From 1588c2bcf7f2ceb3e443bed8996661c57378de5d Mon Sep 17 00:00:00 2001
From: Nadav Elyahu <88962733+nelyahu@users.noreply.github.com>
Date: Mon, 17 Jun 2024 19:55:32 +0300
Subject: [PATCH] _exec_forward_pass: place zeros(1) on the same device as the
 param (#5576)

avoid mismatch between the param storage device and the .data device

Co-authored-by: Logan Adams <114770087+loadams@users.noreply.github.com>
---
 deepspeed/runtime/pipe/engine.py | 2 +-
 1 file changed, 1 insertion(+), 1 deletion(-)

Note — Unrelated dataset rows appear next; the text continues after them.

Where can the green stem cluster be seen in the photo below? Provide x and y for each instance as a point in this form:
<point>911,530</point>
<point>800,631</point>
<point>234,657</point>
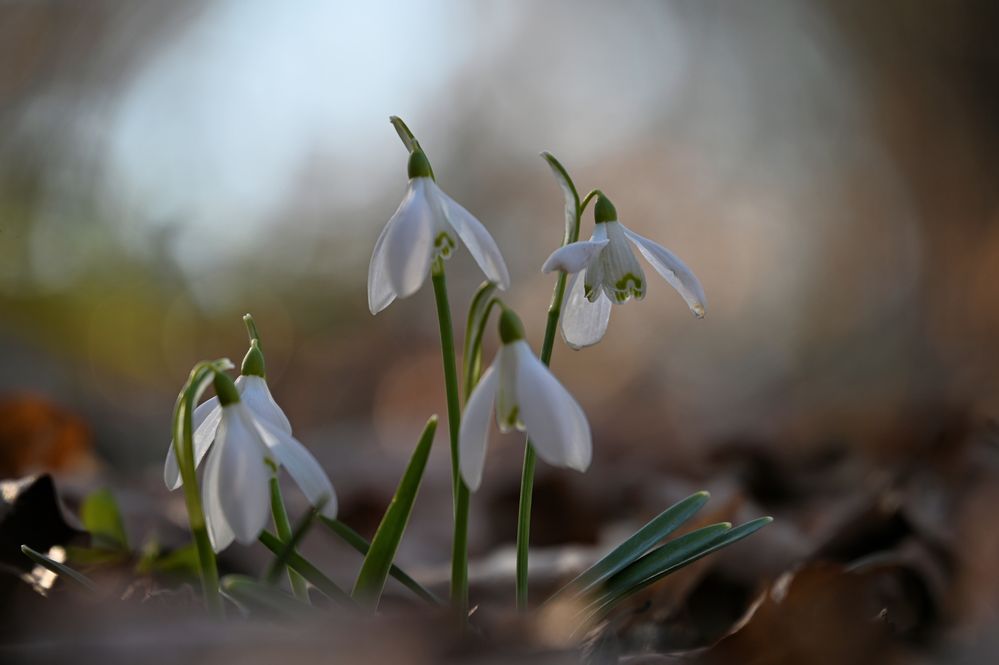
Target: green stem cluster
<point>459,550</point>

diff --git a/deepspeed/runtime/pipe/engine.py b/deepspeed/runtime/pipe/engine.py
index ab4919a0f0abd..9e84121d50fa8 100644
--- a/deepspeed/runtime/pipe/engine.py
+++ b/deepspeed/runtime/pipe/engine.py
@@ -742,7 +742,7 @@ def _exec_forward_pass(self, buffer_id):
                 raise ValueError("expecting a tensor or a tuple of tensors")
             part = PartitionedTensor(tensor=first_output, group=self.grid.get_slice_parallel_group())
             # Clear the large output data, but save the computation graph
-            first_output.data = torch.zeros(1)
+            first_output.data = torch.zeros(1, device=first_output.data.device)
             self.pipe_buffers['output_tensors'][buffer_id] = first_output
             # Inject the partitioned tensor into the output before sending
             outputs = (part.to_meta(), part.data(), *outputs_tail)